Di ladang dakwah, kita tidak boleh reaktif dalam mendapatkan amal-amal yang mulia ini, tetapi kita harus Proaktif menyambut dan mengambil pahala-pahala yang terbentang luas di depan mata kita. Tanyakan pada ketua atau pengurus yang lain apa yang dapat kita bantu di organisasi ini, lalu kita tunaikan amanah itu dengan sebaik-baiknya.
Kita juga tidak bisa menyerahkan segala urusan organisasi semuanya kepada ketua atau pimpinan, tetapi kita harus dapat melaksanakan dan menunaikan apa yang telah menjadi tugas kita dan apa yang saja yang harus dilakukan sesuatu mandata yang diberikan.
Kesimpulannya adalah, kembali kepada masing-masing kita untuk berbuat yang terbaik bagi dakwah ini.
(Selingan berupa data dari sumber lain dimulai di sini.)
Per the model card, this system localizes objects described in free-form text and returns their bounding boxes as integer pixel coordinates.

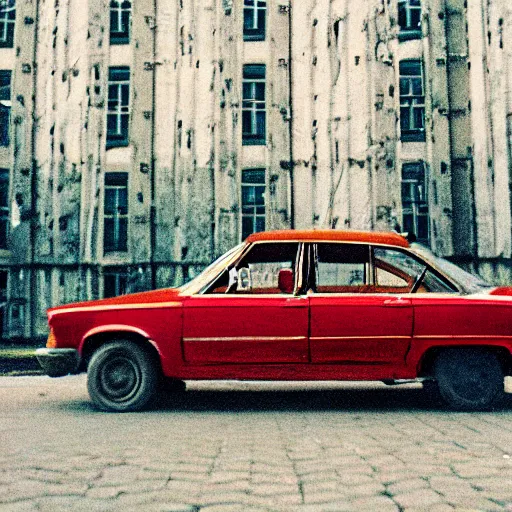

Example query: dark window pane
[242,217,254,240]
[254,187,265,206]
[244,9,254,31]
[0,169,9,208]
[242,169,265,183]
[256,217,265,232]
[242,110,252,134]
[0,105,11,146]
[105,172,128,187]
[414,108,425,129]
[400,108,411,131]
[256,112,266,138]
[116,218,128,252]
[416,215,429,240]
[244,64,265,80]
[400,60,421,76]
[411,78,423,96]
[254,82,265,101]
[411,9,421,29]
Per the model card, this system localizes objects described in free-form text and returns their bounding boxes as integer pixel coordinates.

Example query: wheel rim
[99,355,142,402]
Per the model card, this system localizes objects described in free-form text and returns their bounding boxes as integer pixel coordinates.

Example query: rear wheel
[87,341,158,412]
[434,348,504,411]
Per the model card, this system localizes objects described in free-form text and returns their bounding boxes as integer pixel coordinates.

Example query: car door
[309,243,421,370]
[183,242,309,364]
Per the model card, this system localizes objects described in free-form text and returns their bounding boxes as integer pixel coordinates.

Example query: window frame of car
[306,240,460,295]
[195,240,309,297]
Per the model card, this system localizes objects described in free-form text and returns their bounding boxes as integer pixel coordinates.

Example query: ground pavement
[0,376,512,512]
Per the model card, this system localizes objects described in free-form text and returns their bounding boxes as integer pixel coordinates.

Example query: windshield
[411,244,493,294]
[178,242,246,293]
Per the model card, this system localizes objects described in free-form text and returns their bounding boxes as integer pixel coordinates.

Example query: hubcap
[100,355,141,402]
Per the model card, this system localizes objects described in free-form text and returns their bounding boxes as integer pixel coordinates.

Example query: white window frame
[0,168,10,250]
[242,64,267,145]
[0,0,16,48]
[110,0,132,44]
[103,171,129,254]
[400,59,426,142]
[240,168,267,239]
[398,0,421,32]
[103,268,129,298]
[107,67,131,148]
[244,0,267,41]
[401,162,430,245]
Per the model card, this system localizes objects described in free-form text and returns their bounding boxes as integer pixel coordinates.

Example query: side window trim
[200,240,307,297]
[370,245,460,294]
[308,240,375,295]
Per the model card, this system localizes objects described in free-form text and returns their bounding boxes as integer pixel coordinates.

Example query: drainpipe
[149,0,158,290]
[29,0,39,338]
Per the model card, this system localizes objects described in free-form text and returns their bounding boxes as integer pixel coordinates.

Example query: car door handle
[384,299,411,308]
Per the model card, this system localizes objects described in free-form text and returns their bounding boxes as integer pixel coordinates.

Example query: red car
[36,230,512,411]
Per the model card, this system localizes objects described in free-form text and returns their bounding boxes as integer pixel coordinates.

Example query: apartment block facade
[0,0,512,339]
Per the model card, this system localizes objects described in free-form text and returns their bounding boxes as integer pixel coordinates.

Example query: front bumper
[36,348,80,377]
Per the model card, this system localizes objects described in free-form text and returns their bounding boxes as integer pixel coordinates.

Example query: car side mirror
[277,268,295,293]
[236,268,252,292]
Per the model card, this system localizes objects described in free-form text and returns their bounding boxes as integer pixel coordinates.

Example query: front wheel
[87,341,158,412]
[434,348,504,411]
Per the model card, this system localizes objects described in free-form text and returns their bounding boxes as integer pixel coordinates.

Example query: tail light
[46,329,57,348]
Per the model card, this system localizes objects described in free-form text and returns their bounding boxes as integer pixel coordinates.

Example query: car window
[206,242,299,294]
[373,247,426,293]
[316,243,370,293]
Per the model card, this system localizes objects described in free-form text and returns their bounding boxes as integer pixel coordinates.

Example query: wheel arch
[80,325,162,373]
[418,345,512,377]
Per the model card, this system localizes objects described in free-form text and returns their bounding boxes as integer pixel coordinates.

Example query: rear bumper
[36,348,80,377]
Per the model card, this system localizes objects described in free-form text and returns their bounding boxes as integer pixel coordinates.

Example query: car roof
[247,229,409,247]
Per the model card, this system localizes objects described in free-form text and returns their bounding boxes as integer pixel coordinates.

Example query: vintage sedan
[36,230,512,411]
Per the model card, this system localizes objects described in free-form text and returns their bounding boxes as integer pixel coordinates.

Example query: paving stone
[351,496,399,512]
[304,491,347,504]
[393,489,443,508]
[387,478,429,495]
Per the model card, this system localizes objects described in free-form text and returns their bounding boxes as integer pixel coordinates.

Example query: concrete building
[0,0,512,339]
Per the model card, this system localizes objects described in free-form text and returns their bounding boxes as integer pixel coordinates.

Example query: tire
[160,377,187,393]
[87,341,159,412]
[423,380,444,406]
[434,348,505,411]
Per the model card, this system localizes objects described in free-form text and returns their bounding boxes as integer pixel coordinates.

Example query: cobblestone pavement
[0,376,512,512]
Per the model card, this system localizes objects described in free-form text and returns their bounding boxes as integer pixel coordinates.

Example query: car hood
[48,288,184,315]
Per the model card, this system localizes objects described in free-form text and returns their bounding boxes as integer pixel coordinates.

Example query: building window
[0,169,9,249]
[242,169,265,240]
[244,0,267,41]
[103,172,128,254]
[242,64,267,145]
[0,70,11,146]
[103,269,128,299]
[0,0,16,48]
[400,60,425,142]
[110,0,132,44]
[398,0,421,41]
[107,67,130,148]
[402,162,430,245]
Jangan biarkan terjadi beban kerja yang "ngejomplang." Di satu sisi ada saudara kita yang merasa keberatan dengan beban kerjanya yang begitu banyak, namun disisi lain banyak mereka yang mengaku aktivis dakwah namun menjadi "penggangguran dakwah" bahkan banyak waktu luangnya dihabiskan dengan kegiatan-kegiatan yang tidak bermanfaat sama sekali.